By the end of this, we have a set of Nets that are mad up of electrically connected rectangles and vias, that span multiple metal layers. We can now render all of the nets to have an overview of all the metal layers in the chip:


We can finally start making some sense of the chip. For instance, the repeating horizontal and thick vertical traces are power rails. However, we're still just dealing with passive electrical connections, and no logic. Let's work on this next.

Step 3 - map nets to cells

We now want to create a representation of all the logic cells in this design, with their I/O pins mapped to nets. Here's how I went about this:
  • For every cell of the design, I calculated the absolute coordinates of the I/O pins that I mapped out earlier.
    • For every I/O pin, I find a net that contains it on a rectangle in metal layer 1. I map this net as that pin for this cell. I also back-map this the other way around - what pins on what cells is a given net connected to.
This leaves us with nice (albeit not super easy to traverse from a programming point of view) graph of nets and cells, connected together by the cells' I/O pins. We can generate our first netlist from this:


Hooray! We could go to town on this and feed it into a Verilog simulator and try to blackbox this netlist as is. But I used some extra automation to make my life easier.

Netlist Analysis

The first thing I did was prune all of the buffer cells from the netlist. The code is quite simple, I just find all buffers in the design and merge nets on the input and output:


This makes our netlist much nicer. Nice enough, in fact, to notice a few key facts:
  • All the D-flip-flops are clocked from the outside clock line synchronously
  • All the D-flip-flops are daisy-chained together via AND gates.
  • All the only other use of the D-flip-flops data outputs, apart from daisychaining, is to drive a large combinatorial network of logic gates that outputs the 'unlocked' signal.

This means that we're basically just dealing with a single large shift register fed from the 'in' and 'clock' lines and a bunch of combinatorial logic that checks its' state.

I then performed some extra analysis of the cells to find the actual stages of the shift register. I started from the 'in' signal, and looked for the next AND gate (sometimes implemented via INV/NOR gates) that would then feed the next flip-flop, which would then feed the next AND gate, etc:


This found 320 stages (all the D-flops in the design), which hints at a 40-byte ASCII encoded flag as the key.

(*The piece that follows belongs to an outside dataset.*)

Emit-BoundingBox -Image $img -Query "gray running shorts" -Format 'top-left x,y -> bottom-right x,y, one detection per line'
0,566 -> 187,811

The last and final step was to reverse engineer the combinatorial logic that checks the shift register outputs. Of course, I also automated that part. I traversed from the 'unlocked' net down recursively until I found either more gates, or one of the shift register stages (which I now knew to which bit of the key they corresponded). This let me build an AST of the expression that calculates the 'unlocked' value as a function of the shift register data.


Finally, I fed this AST (first converted back into assignment expressions) to the Z3 SMT solver to get the flag.


Summary

Extremely fun task, and mad props to its' author. I had a lot of tun writing the tooling from scratch over the weekend and highly recommend it as a practical exercise in algo coding. I will definitely take a closer look at EDA tools for VLSI, though :).

I definitely hope to see more challenges like these at other CTFs.